Der Vormarsch der ukrainischen Streitkräfte auf Cherson verschärft die Lage von Moskaus Verbänden in der Region. Nun zeigen Satellitenbilder nahe der Stadt eine getarnt angelegte Pontonbrücke über den Dnipro. Will Russland darüber seine Truppen evakuieren?

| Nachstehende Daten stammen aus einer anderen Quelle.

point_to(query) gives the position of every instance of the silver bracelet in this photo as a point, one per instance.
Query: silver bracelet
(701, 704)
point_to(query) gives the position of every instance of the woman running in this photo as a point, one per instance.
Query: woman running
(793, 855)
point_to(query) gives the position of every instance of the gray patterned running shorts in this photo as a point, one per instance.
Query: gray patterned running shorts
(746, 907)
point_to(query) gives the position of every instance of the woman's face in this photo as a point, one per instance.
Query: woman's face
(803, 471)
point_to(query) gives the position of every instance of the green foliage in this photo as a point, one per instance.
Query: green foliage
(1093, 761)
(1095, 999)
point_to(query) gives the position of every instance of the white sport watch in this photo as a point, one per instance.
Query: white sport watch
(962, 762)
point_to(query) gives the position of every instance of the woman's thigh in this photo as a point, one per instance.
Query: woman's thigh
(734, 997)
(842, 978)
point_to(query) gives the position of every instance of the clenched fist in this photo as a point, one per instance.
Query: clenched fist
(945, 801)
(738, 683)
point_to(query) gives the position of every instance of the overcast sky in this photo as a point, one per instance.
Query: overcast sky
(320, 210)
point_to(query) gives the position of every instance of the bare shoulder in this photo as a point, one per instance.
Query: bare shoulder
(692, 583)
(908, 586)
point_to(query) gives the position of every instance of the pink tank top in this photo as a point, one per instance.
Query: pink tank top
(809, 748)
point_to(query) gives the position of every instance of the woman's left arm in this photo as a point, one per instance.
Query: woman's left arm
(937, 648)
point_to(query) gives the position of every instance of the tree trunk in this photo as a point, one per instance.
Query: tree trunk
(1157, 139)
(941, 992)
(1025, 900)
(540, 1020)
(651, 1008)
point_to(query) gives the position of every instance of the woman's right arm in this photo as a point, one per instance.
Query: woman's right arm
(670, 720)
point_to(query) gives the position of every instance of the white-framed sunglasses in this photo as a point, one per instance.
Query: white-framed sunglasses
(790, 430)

Im Süden der Ukraine haben russische Truppen eine Pontonbrücke bei der besetzten Stadt Cherson errichtet. Das belegen von ntv.de verifizierte Satellitenbilder, auf denen eine Konstruktion im Schatten der Antoniwkabrücke zu erkennen ist. Die Aufnahmen stammen vom 18. Oktober. Demnach wurde der Übergang innerhalb kürzester Zeit im Schutz der beschädigten Betonbrücke errichtet. Der Sicherheitsexperte Tim Ehrhart veröffentlichte auf Twitter zwei Satellitenfotos, die zeigen, wie ein Lastkahn die letzten Pontonteile in Position bringt. Im Netz kursieren zudem weitere Fotos, auf denen die vertäute Schwimmbrücke im Schatten der Antoniwkabrücke aus seitlicher Perspektive zu sehen ist.

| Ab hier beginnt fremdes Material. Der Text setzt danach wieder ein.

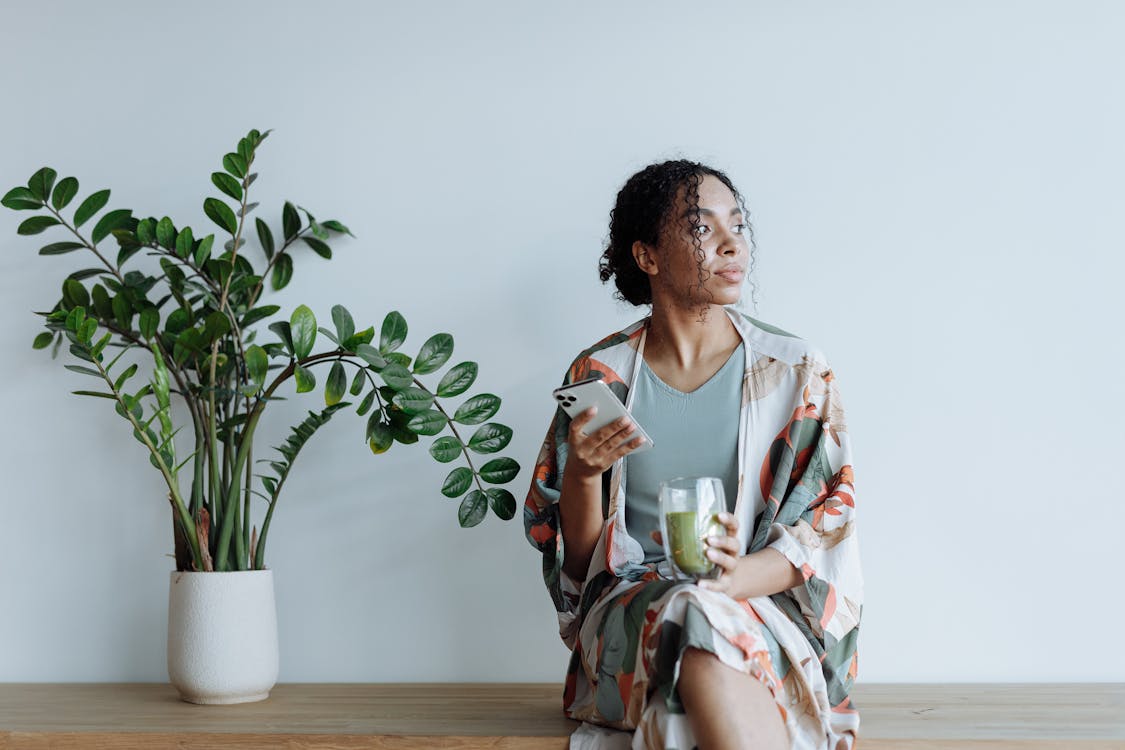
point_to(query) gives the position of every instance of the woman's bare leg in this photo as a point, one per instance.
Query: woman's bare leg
(728, 708)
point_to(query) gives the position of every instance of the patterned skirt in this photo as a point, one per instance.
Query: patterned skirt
(626, 666)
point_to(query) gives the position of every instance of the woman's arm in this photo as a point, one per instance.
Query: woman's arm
(581, 495)
(764, 572)
(581, 521)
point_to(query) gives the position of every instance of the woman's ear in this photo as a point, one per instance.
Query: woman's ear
(645, 255)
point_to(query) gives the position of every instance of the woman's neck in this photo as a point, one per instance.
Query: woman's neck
(684, 340)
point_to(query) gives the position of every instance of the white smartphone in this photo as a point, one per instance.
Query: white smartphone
(579, 396)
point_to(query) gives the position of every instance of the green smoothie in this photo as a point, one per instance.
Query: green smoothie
(686, 534)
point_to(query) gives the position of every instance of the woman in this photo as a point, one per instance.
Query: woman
(765, 654)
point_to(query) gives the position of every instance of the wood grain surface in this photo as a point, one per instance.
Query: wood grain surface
(521, 716)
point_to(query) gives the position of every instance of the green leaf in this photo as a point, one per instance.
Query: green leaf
(123, 312)
(221, 214)
(20, 199)
(413, 400)
(477, 409)
(146, 231)
(428, 423)
(235, 164)
(358, 381)
(101, 301)
(290, 220)
(473, 509)
(306, 380)
(60, 247)
(93, 204)
(75, 294)
(132, 370)
(338, 381)
(498, 471)
(75, 317)
(446, 449)
(203, 252)
(380, 436)
(396, 376)
(37, 224)
(458, 380)
(394, 332)
(264, 237)
(366, 404)
(165, 234)
(282, 330)
(303, 325)
(64, 192)
(363, 336)
(491, 437)
(434, 352)
(185, 243)
(282, 271)
(502, 502)
(336, 226)
(345, 327)
(402, 433)
(115, 219)
(370, 354)
(318, 246)
(458, 480)
(258, 363)
(227, 184)
(149, 322)
(216, 325)
(42, 182)
(258, 314)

Der heimliche Bau einer gut getarnten Ersatzbrücke wirft zahlreiche Fragen auf: Für die russischen Kräfte in der Region wird die Lage aufgrund der seit Wochen laufenden ukrainischen Gegenoffensive immer brenzliger. Am Vorabend war plötzlich von einer "Evakuierung" der Zivilbevölkerung die Rede, am Vormittag dann verkündeten die Besatzungsbehörden ihren vollständigen Rückzug aus der Stadt.

Das Ausmaß des russischen Rückzugs ist noch unklar. Verwaltungschef Wladimir Saldo teilte zum Beispiel mit, die russische Armee werde in Cherson "bis zum Tod" kämpfen. Bereits gestern sprach der neue russische Oberbefehlshaber in der Ukraine, General Sergej Surowikin, von einer schwierigen Lage in dem Frontabschnitt. "Wir werden bedacht und rechtzeitig handeln und schließen auch schwierige Entscheidungen nicht aus", sagte der General, im Fernsehen. Details nannte er nicht.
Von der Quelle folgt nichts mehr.